As the title would suggest, this is a work of postmodernism at its purest. However, that’s not necessarily always a good thing. Dave Eggers presents a book that is a series of contradictions. As the title sarcastically notifies, it is sometimes heartbreaking, and it is also sometimes the work of genius. Consequently, the title also reeks of narcissism and “gimmick,” to which it is equally guilty.
To summarize, Eggers details the death of his parents and then his struggle to raise his much younger brother while attempting to start and maintain a magazine and land a role on The Real World. But the book is so much more than that. While labeled fiction, he makes no bones about the fact it is almost entirely autobiographical.

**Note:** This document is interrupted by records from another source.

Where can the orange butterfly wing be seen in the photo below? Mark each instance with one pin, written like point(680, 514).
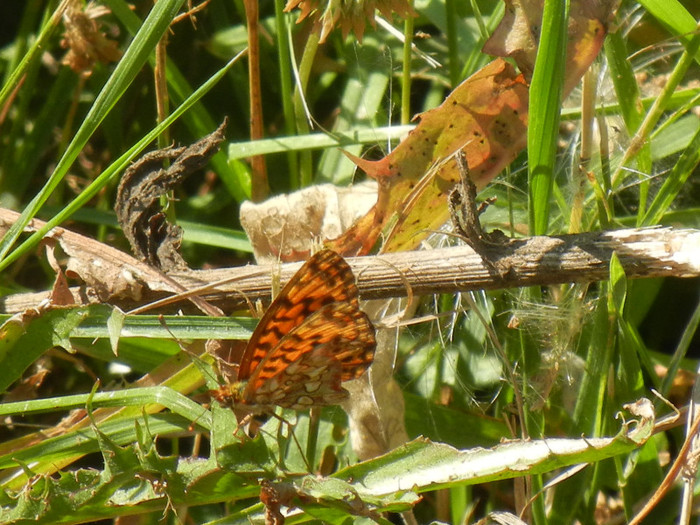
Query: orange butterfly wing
point(325, 278)
point(334, 344)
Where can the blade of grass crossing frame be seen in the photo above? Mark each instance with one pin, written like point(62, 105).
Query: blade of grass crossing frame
point(136, 55)
point(545, 110)
point(675, 17)
point(116, 167)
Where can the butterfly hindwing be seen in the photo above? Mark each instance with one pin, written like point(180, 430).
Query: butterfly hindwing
point(325, 278)
point(334, 344)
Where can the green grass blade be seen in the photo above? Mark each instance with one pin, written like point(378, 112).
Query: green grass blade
point(124, 73)
point(545, 106)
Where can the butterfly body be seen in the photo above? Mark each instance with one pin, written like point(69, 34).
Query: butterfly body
point(312, 338)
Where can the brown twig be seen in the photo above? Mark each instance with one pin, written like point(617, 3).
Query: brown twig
point(650, 252)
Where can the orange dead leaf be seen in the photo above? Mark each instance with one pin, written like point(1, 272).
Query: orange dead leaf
point(486, 116)
point(518, 35)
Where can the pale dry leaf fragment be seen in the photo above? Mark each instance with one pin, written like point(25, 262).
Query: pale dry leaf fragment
point(376, 405)
point(287, 226)
point(107, 272)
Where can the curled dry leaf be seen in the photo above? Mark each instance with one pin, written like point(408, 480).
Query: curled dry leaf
point(152, 237)
point(107, 272)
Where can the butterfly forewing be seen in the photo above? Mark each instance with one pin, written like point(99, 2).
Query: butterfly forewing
point(323, 279)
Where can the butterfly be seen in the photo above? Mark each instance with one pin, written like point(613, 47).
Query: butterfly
point(312, 338)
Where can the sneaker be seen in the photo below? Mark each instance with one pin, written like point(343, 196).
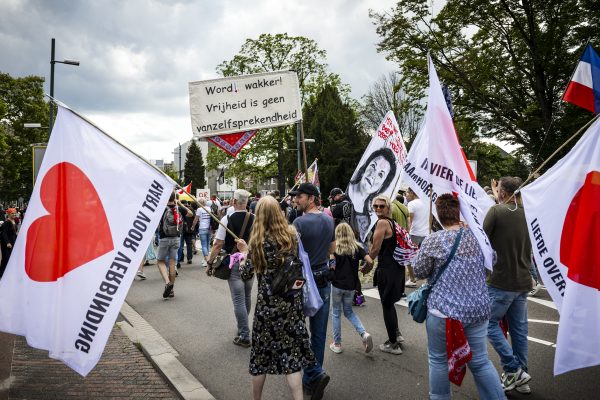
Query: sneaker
point(367, 342)
point(387, 347)
point(410, 283)
point(511, 380)
point(336, 348)
point(524, 389)
point(318, 387)
point(535, 289)
point(241, 342)
point(168, 290)
point(399, 337)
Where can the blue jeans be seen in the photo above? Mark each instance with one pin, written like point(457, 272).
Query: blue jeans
point(204, 235)
point(341, 298)
point(513, 305)
point(240, 296)
point(318, 336)
point(484, 373)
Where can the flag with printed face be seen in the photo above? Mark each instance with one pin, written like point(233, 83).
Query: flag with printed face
point(562, 209)
point(87, 227)
point(377, 173)
point(437, 159)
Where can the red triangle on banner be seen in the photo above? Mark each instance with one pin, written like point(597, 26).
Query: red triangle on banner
point(232, 143)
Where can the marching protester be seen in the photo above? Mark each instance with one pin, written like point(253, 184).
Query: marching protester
point(389, 274)
point(318, 238)
point(186, 238)
point(8, 237)
point(170, 227)
point(202, 221)
point(458, 306)
point(280, 343)
point(418, 226)
point(348, 253)
point(240, 222)
point(510, 283)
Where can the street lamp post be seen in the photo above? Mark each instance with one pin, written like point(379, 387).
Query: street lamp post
point(52, 62)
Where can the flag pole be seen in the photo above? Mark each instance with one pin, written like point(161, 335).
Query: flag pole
point(178, 186)
point(556, 152)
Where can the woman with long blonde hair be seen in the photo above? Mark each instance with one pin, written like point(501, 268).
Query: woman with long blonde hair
point(348, 253)
point(280, 342)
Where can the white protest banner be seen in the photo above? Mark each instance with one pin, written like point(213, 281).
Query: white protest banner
point(437, 159)
point(562, 209)
point(203, 193)
point(377, 172)
point(244, 103)
point(87, 227)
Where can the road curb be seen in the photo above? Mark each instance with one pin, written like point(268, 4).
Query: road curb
point(162, 355)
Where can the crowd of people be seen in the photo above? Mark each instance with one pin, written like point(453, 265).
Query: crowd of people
point(262, 236)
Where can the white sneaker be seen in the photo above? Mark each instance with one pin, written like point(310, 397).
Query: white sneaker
point(511, 380)
point(367, 342)
point(410, 283)
point(336, 348)
point(524, 389)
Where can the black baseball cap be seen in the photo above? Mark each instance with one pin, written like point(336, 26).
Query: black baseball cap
point(334, 192)
point(306, 188)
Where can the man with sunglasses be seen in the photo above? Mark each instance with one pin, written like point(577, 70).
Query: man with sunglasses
point(318, 239)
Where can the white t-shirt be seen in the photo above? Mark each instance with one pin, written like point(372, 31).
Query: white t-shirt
point(203, 219)
point(420, 217)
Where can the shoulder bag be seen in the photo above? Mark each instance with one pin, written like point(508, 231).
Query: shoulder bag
point(221, 269)
point(417, 300)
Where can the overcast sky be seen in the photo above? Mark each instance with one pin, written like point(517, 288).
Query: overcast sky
point(137, 56)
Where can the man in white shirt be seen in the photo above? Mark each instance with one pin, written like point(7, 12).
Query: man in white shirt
point(418, 227)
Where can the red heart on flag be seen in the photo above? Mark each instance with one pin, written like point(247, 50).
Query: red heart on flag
point(580, 239)
point(76, 230)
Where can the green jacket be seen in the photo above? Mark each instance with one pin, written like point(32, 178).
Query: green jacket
point(400, 214)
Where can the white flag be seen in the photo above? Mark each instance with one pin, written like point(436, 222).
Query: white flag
point(436, 158)
point(562, 208)
point(91, 216)
point(377, 172)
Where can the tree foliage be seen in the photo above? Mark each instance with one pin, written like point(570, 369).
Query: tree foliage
point(193, 170)
point(21, 101)
point(339, 137)
point(507, 62)
point(389, 93)
point(258, 161)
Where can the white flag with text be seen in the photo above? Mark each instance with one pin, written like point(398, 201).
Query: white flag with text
point(92, 214)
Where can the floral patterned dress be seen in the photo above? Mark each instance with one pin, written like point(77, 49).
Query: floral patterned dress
point(280, 342)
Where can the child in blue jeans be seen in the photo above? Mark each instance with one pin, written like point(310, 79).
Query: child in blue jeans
point(348, 253)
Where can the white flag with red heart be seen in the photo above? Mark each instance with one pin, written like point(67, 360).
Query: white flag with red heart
point(91, 216)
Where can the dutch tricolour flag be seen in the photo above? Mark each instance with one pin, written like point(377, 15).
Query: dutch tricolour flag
point(584, 88)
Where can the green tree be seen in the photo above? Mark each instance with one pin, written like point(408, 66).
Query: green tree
point(21, 101)
point(194, 170)
point(506, 62)
point(389, 93)
point(339, 137)
point(266, 156)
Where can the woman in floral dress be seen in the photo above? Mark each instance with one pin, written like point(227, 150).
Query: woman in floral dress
point(280, 342)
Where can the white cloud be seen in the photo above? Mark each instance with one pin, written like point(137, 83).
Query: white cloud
point(137, 56)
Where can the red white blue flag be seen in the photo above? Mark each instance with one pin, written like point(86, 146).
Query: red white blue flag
point(584, 88)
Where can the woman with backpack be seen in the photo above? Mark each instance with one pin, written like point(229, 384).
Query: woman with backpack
point(280, 342)
point(389, 273)
point(348, 253)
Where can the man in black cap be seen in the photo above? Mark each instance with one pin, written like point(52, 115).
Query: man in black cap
point(341, 206)
point(317, 234)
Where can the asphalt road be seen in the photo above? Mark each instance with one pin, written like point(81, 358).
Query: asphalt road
point(199, 323)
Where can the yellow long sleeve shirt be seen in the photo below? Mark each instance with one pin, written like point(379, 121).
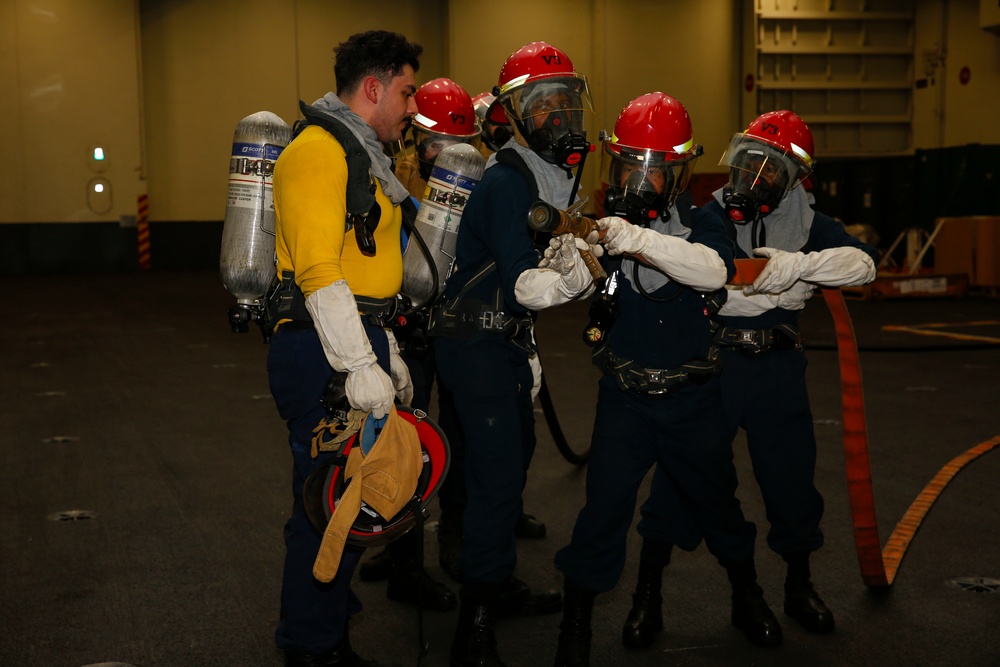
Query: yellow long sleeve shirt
point(310, 201)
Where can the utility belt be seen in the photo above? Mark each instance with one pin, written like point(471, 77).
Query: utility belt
point(654, 381)
point(462, 317)
point(758, 341)
point(286, 301)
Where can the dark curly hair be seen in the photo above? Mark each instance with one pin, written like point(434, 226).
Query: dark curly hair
point(377, 53)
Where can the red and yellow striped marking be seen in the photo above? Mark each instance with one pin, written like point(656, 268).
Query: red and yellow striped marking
point(142, 229)
point(907, 527)
point(933, 329)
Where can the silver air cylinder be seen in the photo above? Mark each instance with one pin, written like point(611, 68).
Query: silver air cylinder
point(456, 171)
point(246, 263)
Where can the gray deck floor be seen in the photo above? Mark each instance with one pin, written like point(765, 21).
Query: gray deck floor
point(127, 397)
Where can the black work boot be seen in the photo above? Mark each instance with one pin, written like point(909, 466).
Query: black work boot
point(518, 599)
point(475, 642)
point(341, 655)
point(801, 600)
point(645, 618)
point(410, 583)
point(750, 611)
point(450, 545)
point(574, 630)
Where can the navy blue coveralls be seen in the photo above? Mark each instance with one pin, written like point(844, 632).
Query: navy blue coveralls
point(765, 394)
point(679, 430)
point(489, 376)
point(314, 615)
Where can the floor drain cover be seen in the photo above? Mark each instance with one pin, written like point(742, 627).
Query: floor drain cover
point(975, 584)
point(60, 439)
point(73, 515)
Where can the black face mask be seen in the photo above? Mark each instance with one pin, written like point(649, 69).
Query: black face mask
point(639, 209)
point(568, 150)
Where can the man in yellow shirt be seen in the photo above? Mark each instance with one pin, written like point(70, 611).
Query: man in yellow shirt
point(341, 270)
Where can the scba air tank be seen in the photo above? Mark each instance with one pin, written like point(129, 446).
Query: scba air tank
point(246, 262)
point(456, 171)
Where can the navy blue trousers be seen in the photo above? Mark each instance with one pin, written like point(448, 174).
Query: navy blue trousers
point(766, 396)
point(490, 383)
point(681, 432)
point(313, 615)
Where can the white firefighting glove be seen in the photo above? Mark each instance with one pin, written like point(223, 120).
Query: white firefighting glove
point(399, 371)
point(335, 316)
point(834, 267)
point(795, 297)
point(552, 258)
point(691, 264)
point(536, 369)
point(566, 278)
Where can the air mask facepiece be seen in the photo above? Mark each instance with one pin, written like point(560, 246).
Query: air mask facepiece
point(760, 175)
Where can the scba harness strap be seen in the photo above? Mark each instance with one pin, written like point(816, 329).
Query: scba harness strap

When Eggers is being authentic, the book is beautiful. When he’s writing from the heart, blending his neurosis and experimental metacognition with events in an ingenuous manner, the book really is a joy to read. There are sincere moments of hilarity, love, sadness, tension, and drama. Eggers also readily exposes flaws in his character and without pause-flaws we all have but may not reveal so candidly to the world. Unfortunately, my copy has 437 pages, and I’d say only about 230 of those are written in such sincere fashion.
The rest of the book is pure gimmick, and Eggers makes a point to admit this in a long-winded and agitating series of prefaces. These sections of the book really irritated me due to their completely self-absorbed shtick and superfluous nature. Eggers is pushing the envelope, and I can appreciate that, but in the instances it doesn’t work, it DOESN’T work. We’re all familiar with the saying, “You’re trying too hard.” Eggers falls victim to this temptation for much of the book.
There’s nothing wrong with presenting yourself egocentrically, for the majority of us are self-centered. I admire Eggers for frankly and humorously divulging his many personality quirks. I respect the blunt style chronicling his family’s struggles. And when it worked, I learned a great deal about metacognition and how to execute it well. Unfortunately, I also discovered the failings of “trying too hard” and giving into the lures of gimmick.